CBM2

Our Faculty

Steve Soper

Steven Soper, Ph.D.

Professor Steven A. Soper received his Ph.D. from the University of Kansas in 1989, followed by a Postdoctoral Fellowship at Los Alamos National Laboratory, where he worked on single-molecule detection for high speed sequencing of the human genome. In 1991, he joined the faculty at Louisiana State University, LSU, within the Department of Chemistry, where he filled the William H. Pryor Distinguished Chair of Chemistry. Professor Soper also held joint appointments in the Mechanical Engineering Department and Department of Biological Sciences. While at LSU, he founded the Center for BioModular Multi-Scale Systems, which has as its primary charge to develop enabling and transformative tools for making health-related measurements at unprecedented speeds with full process automation directly at the Point-of-Care. Some of these tools include integrated systems for determining bacterial/viral infections of unknown strains in patients, evaluating brain damage/injury, sampling blood for rare cells such as circulating tumor cells and their molecular analysis, and sequencing genomes in near real time. These tools consist of microfluidic and nanofluidic devices made in polymers via micro- and/or nanoreplication.

Professor Soper is currently a Foundation Distinguished Professor of Chemistry and Mechanical Engineering at the University of Kansas. He also holds an appointment at Ulsan National Institute of Science and Technology in Ulsan, South Korea, where he is a World Class University Professor. He is also serving as a Science Advisor for a number of major worldwide companies, such as Roche Diagnostics and EMD Millipore. Professor Soper is also the Editor of the Americas for the Analyst and on the Editorial Board for the Journal of Fluorescence and Journal of Micro- and Nanosystems. Professor Soper is also serving as a permanent Member of the Nanotechnology study panel with the National Institutes of Health.

As a result of his efforts, Professor Soper has secured extramural funding totaling more than $47M and has published over 260 manuscripts, h index = 56, and is the author of 12 patents. He is also the founder of a startup company, BioFluidica, which is marketing devices for the isolation and enumeration of circulating tumor cells.
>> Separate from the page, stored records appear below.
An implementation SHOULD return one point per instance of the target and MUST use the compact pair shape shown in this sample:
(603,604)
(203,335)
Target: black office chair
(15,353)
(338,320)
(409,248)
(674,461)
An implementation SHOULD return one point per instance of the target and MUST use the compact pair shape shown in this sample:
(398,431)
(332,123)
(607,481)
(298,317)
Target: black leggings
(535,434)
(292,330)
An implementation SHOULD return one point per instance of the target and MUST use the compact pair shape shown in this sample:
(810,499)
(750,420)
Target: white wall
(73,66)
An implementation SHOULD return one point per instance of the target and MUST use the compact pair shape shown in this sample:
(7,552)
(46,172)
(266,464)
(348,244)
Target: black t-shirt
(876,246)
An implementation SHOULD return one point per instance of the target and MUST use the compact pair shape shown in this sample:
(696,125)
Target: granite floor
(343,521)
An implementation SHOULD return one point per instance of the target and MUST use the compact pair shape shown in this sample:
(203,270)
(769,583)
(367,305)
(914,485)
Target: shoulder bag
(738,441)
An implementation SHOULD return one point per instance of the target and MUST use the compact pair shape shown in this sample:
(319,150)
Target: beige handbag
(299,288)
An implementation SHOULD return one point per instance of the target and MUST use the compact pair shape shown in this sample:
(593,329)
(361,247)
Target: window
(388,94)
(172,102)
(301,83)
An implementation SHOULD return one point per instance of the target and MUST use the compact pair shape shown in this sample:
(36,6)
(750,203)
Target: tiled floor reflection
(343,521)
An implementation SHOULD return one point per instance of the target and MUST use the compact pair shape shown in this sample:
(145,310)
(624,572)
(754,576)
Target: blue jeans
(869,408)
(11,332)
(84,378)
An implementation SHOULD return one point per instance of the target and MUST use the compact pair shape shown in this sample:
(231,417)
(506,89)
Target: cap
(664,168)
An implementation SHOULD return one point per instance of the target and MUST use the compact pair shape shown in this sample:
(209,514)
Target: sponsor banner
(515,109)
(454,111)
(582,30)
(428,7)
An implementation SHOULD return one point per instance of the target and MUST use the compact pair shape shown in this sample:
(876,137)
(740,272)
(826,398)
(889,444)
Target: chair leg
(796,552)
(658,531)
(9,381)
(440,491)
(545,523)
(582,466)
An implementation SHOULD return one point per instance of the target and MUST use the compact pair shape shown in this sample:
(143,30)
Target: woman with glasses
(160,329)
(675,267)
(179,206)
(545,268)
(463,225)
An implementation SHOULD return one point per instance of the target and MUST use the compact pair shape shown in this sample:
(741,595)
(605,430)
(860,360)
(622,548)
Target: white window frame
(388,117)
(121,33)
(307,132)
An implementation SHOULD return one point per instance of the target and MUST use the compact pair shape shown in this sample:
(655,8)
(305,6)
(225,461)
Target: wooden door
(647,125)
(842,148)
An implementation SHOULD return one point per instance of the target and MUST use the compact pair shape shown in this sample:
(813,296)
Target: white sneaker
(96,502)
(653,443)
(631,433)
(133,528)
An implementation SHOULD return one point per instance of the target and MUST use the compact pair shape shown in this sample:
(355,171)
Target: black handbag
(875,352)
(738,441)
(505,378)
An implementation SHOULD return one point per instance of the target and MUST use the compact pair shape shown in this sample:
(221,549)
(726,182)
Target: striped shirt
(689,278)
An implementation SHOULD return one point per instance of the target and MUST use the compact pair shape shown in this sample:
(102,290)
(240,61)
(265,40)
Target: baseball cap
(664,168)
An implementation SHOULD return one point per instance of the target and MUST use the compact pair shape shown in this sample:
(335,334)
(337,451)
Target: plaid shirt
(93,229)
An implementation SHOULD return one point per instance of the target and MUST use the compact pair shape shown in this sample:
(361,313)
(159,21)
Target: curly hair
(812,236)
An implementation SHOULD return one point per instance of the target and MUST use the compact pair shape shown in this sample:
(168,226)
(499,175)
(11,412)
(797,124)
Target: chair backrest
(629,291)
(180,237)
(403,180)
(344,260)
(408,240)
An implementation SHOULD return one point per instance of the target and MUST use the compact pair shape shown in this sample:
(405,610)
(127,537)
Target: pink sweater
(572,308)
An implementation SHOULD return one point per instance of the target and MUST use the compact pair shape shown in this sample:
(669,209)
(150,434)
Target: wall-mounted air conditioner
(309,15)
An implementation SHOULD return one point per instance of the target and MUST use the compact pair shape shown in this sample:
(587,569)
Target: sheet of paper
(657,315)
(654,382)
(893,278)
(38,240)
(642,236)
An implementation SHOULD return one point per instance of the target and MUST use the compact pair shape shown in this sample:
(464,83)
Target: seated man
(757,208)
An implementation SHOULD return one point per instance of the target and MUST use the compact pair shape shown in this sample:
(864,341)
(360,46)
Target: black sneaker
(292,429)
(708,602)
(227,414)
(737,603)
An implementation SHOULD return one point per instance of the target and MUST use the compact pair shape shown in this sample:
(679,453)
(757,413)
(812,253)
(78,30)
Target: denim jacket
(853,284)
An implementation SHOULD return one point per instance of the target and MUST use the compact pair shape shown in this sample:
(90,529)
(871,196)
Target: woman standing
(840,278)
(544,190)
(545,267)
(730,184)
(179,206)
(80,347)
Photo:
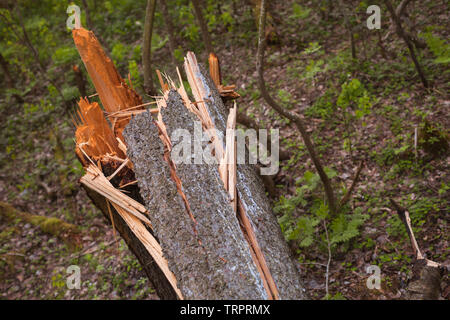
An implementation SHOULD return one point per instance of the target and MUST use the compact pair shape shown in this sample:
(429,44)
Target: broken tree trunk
(205,232)
(253,202)
(425,283)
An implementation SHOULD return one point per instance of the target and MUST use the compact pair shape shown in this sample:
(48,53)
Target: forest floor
(304,71)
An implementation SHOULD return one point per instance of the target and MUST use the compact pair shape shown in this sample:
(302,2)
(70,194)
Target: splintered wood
(226,245)
(226,92)
(227,160)
(112,90)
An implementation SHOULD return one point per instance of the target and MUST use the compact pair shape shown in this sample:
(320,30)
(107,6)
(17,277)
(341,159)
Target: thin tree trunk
(291,116)
(146,50)
(401,33)
(88,16)
(9,79)
(203,26)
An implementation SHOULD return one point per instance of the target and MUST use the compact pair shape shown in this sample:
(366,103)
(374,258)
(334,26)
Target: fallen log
(425,283)
(200,231)
(251,194)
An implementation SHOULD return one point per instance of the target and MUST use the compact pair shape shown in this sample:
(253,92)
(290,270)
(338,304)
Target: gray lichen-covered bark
(209,257)
(257,207)
(156,276)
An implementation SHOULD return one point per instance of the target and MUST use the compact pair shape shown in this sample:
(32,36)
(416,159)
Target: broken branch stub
(251,194)
(208,254)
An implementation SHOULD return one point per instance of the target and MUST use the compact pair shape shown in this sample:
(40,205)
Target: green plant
(355,103)
(305,228)
(439,47)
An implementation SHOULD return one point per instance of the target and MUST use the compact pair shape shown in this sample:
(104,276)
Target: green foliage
(323,107)
(133,69)
(299,12)
(304,229)
(354,94)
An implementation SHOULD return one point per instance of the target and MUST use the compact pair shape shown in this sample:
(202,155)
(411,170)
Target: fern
(438,46)
(345,227)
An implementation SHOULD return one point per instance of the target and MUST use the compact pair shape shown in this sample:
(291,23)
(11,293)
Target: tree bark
(147,46)
(9,79)
(203,27)
(197,228)
(401,33)
(256,206)
(155,275)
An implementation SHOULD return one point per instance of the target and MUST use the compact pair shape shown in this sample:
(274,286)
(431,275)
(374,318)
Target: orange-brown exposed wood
(114,93)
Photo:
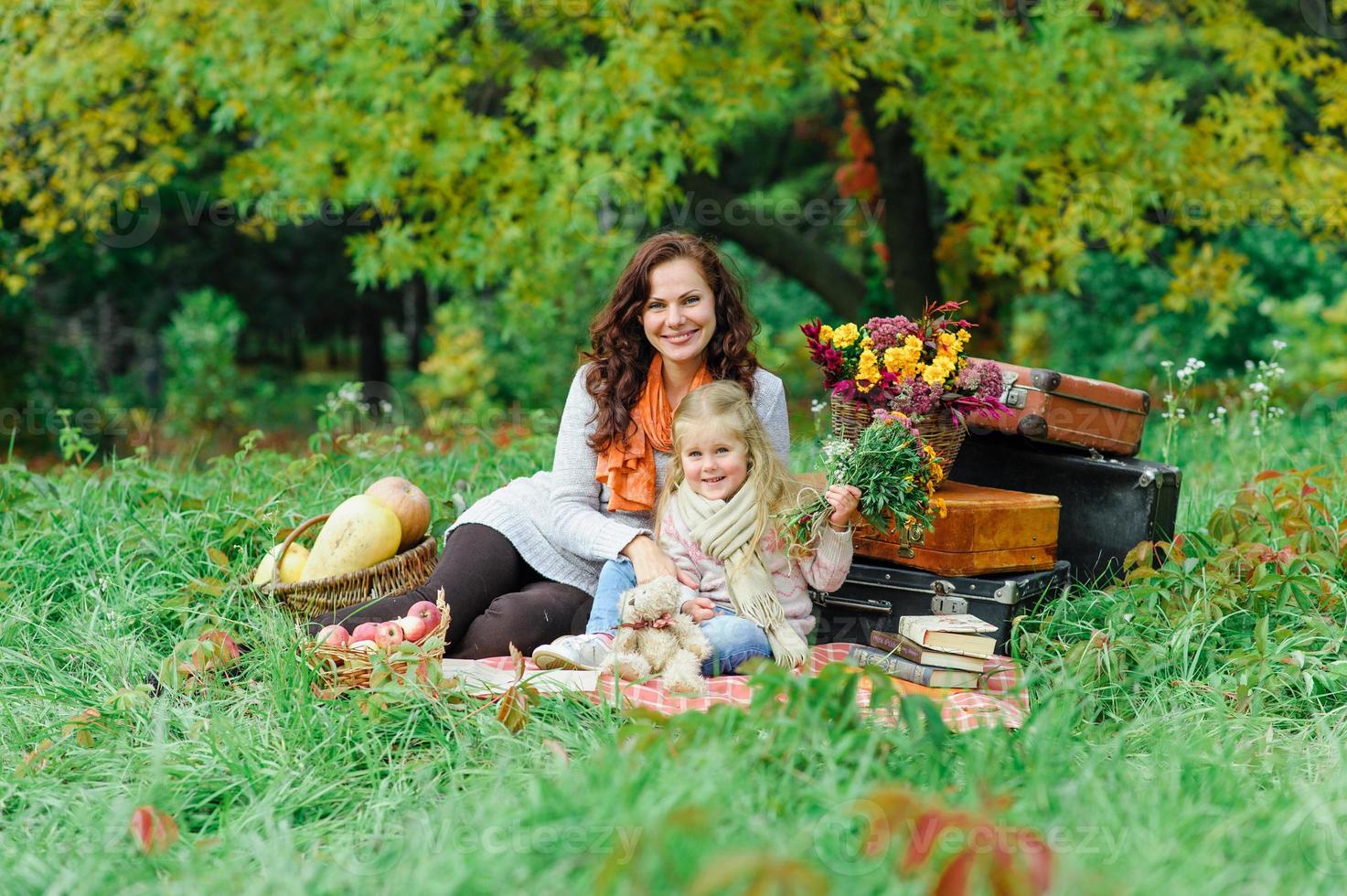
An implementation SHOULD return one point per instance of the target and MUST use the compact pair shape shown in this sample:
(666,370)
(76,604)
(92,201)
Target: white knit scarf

His list of awards includes Chemical Instrumentation from the American Chemical Society, the Benedetti-Pichler Award for Microchemistry, Fellow of the AAAS, Fellow of Applied Spectroscopy, Fellow of the Royal Society of Chemistry, R&D 100 Award, Distinguished Masters Award at LSU and Outstanding Scientist/Engineer in the state of Louisiana in 2001. Finally, Professor Soper has granted 40 PhD and 5 MS degrees to students under his mentorship.

Andrew K. Godwin

Andrew K. Godwin, Ph.D.

Andrew K. Godwin is a leader in the field of translational research and precision cancer medicine. Andy is the Chancellor’s Distinguished Chair in Biomedical Sciences Endowed Professor at the University of Kansas Medical Center. He obtained his Ph.D. in Molecular Biology from the University of Pennsylvania while carrying out his thesis research at Fox Chase Cancer Center. After 26 fruitful years at Fox Chase, Andy returned to Kansas where he serves as professor of Pathology and Laboratory Medicine and director of Molecular Oncology. In the latter position, he directs the Clinical Molecular Oncology Laboratory, a CLIA-certified, CAP-accredited molecular diagnostics laboratory, and heads our institutional efforts in the area of personalized medicine. He was recently awarded a Centers of Biomedical Research Excellence (COBRE) grant from the NIH/NIGMS to develop the “Kansas Institute for Precision Medicine”. He was appointed the Deputy Director of KU’s NCI designation Cancer Center in 2013 and was named a Kansas Bioscience Authority Eminent Scholar in 2010. His contributions towards education and training was recognized when he was presented the KUMC School of Medicine Achievement Award for Mentoring Post-Docs in 2014, the KU Medical Center’s Faculty Investigator Research Award in 2015, the University of Kansas Cancer Center Director’s William Jewell Team Science Award in 2017, the KUCC Director’s Basic Science Award in 2018, the Chancellor’s Club Award in 2018, and most recently the Higuchi-KU Endowment Research Achievement Award in Biomedical Sciences in 2019 – the state higher education system’s most prestigious recognition for scholarly excellence. He also leads KU’s ovarian cancer research working group, and directs the Biomarker Discovery Laboratory and the Center’s Biospecimen Repository Core Facility. He is a currently a member of the Early Therapeutics and Rare Cancer’s Committee and the Vice Chair of the Breast Translational Medicine subcommittee of the Southwest Oncology Group.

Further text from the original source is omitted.